Ich bin Ernährungsberaterin für vegane Kost und Geschäftsführerin von Tante Fine, einer Gewürzmanufaktur, die achtsam mit Ressourcen umgeht und sich für ganzheitliche Gesundheit einsetzt. Ich beschäftige mich seit vielen Jahren – beruflich wie privat – mit gesunder Ernährung. Und trotzdem: Selbst ich ertappe mich immer wieder dabei, wie mich diese Trends stressen. Wie ich mich frage, ob ich genug tue. Ob ich „gesund genug“ esse. Ob ich vielleicht doch den Darm vernachlässige. Und das, obwohl ich es eigentlich besser weiß. Denn gesunde Ernährung ist für mich kein Filtereffekt, kein „Hack“, kein Supermarktstunt. Gesunde Ernährung beginnt mit einer Frage: Was tut mir heute gut?
Denn gesunde Ernährung sollte nicht unter Druck setzen. Sie ist keine Disziplin, sondern ein Dialog mit dem eigenen Körper. Ein individueller Prozess, der täglich neu verhandelt wird zwischen Körper, Seele, Alltag und Appetit.

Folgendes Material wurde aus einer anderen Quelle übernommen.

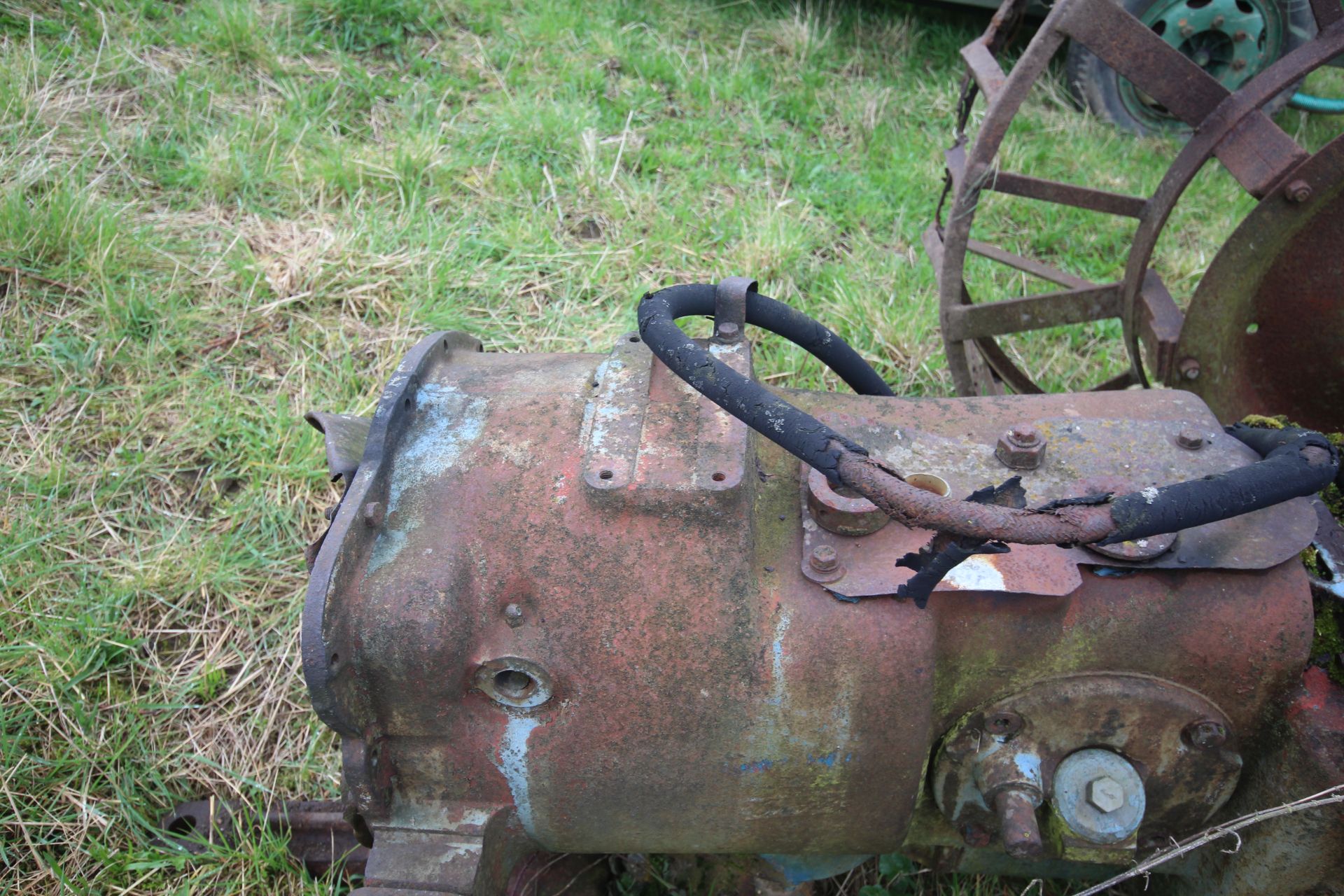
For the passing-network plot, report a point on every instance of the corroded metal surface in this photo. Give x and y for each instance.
(648, 668)
(1266, 320)
(1291, 282)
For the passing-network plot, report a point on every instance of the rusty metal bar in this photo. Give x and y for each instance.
(1032, 312)
(1130, 48)
(1028, 266)
(1159, 324)
(316, 832)
(1259, 153)
(1060, 194)
(990, 77)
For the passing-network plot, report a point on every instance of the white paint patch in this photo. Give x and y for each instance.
(512, 764)
(976, 574)
(778, 690)
(447, 422)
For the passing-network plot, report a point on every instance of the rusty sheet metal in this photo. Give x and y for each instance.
(491, 633)
(1088, 435)
(1266, 323)
(315, 830)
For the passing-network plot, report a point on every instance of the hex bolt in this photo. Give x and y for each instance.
(1022, 448)
(824, 559)
(1105, 794)
(1025, 435)
(727, 332)
(1297, 191)
(1206, 734)
(1018, 827)
(1190, 438)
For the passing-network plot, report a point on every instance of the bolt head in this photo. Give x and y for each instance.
(1105, 794)
(1297, 191)
(1022, 448)
(1206, 734)
(824, 558)
(1190, 438)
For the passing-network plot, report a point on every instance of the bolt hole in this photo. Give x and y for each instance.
(183, 827)
(514, 684)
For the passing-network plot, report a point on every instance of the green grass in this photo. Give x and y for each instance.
(253, 209)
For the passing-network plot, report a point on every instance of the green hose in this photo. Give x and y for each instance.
(1324, 105)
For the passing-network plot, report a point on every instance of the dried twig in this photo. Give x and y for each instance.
(19, 273)
(1324, 798)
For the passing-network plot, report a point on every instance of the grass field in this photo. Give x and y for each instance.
(230, 211)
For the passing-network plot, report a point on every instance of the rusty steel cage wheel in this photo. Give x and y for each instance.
(1257, 298)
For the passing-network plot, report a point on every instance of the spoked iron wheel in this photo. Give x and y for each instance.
(1265, 331)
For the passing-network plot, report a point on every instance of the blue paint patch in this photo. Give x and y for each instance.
(831, 758)
(800, 869)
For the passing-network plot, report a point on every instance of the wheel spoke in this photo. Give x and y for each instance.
(1032, 312)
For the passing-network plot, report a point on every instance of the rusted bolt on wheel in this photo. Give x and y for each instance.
(1206, 734)
(1018, 825)
(1190, 440)
(1022, 448)
(1297, 191)
(824, 559)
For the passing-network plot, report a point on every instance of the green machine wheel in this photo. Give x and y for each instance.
(1230, 39)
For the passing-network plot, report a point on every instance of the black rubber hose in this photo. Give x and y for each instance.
(793, 326)
(1296, 463)
(796, 431)
(1282, 475)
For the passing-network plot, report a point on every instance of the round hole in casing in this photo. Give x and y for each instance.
(514, 684)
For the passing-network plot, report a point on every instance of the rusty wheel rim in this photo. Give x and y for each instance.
(1228, 127)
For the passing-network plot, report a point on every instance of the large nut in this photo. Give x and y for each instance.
(1105, 794)
(1022, 448)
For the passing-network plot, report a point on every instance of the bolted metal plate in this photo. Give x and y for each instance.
(1093, 438)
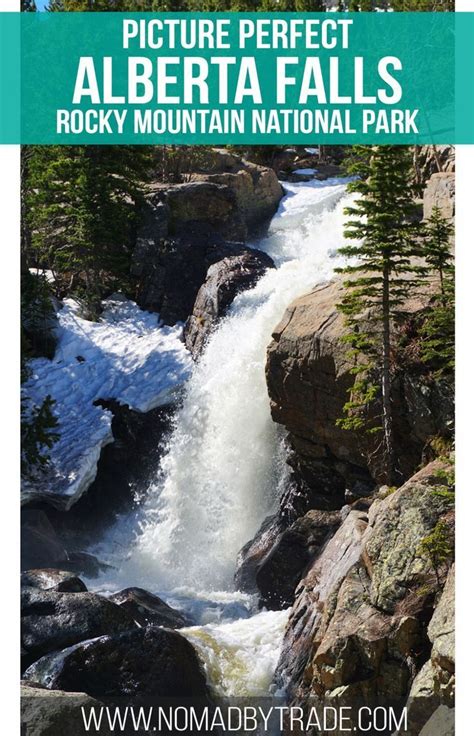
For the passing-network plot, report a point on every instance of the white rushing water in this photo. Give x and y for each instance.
(224, 467)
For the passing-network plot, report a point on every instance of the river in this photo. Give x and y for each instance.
(224, 467)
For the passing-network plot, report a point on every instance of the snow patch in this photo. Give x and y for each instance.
(129, 356)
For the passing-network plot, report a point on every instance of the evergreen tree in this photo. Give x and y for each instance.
(38, 435)
(378, 283)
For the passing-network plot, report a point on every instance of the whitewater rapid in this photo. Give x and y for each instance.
(224, 467)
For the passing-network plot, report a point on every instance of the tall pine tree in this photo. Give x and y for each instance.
(380, 275)
(310, 6)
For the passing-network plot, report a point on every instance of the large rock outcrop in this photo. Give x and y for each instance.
(359, 625)
(148, 661)
(440, 193)
(171, 272)
(275, 562)
(224, 281)
(52, 620)
(188, 227)
(149, 610)
(308, 377)
(53, 712)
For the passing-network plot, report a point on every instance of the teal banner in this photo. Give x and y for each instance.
(256, 78)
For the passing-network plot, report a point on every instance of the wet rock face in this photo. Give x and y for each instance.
(52, 620)
(280, 571)
(308, 377)
(359, 624)
(254, 552)
(148, 661)
(431, 697)
(440, 192)
(60, 581)
(149, 610)
(225, 279)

Wir müssen wieder lernen, auf uns selbst zu hören. Nicht auf den Algorithmus. Nicht auf den neuesten Ernährungshype.
Ich finde: Weniger Selbstoptimierung, mehr Selbstfürsorge. Weniger Scrollen, mehr Spüren.
Denn der klügste Trend von allen ist keiner, den man posten kann:
Es ist der, bei dem du dir selbst wieder zuhörst.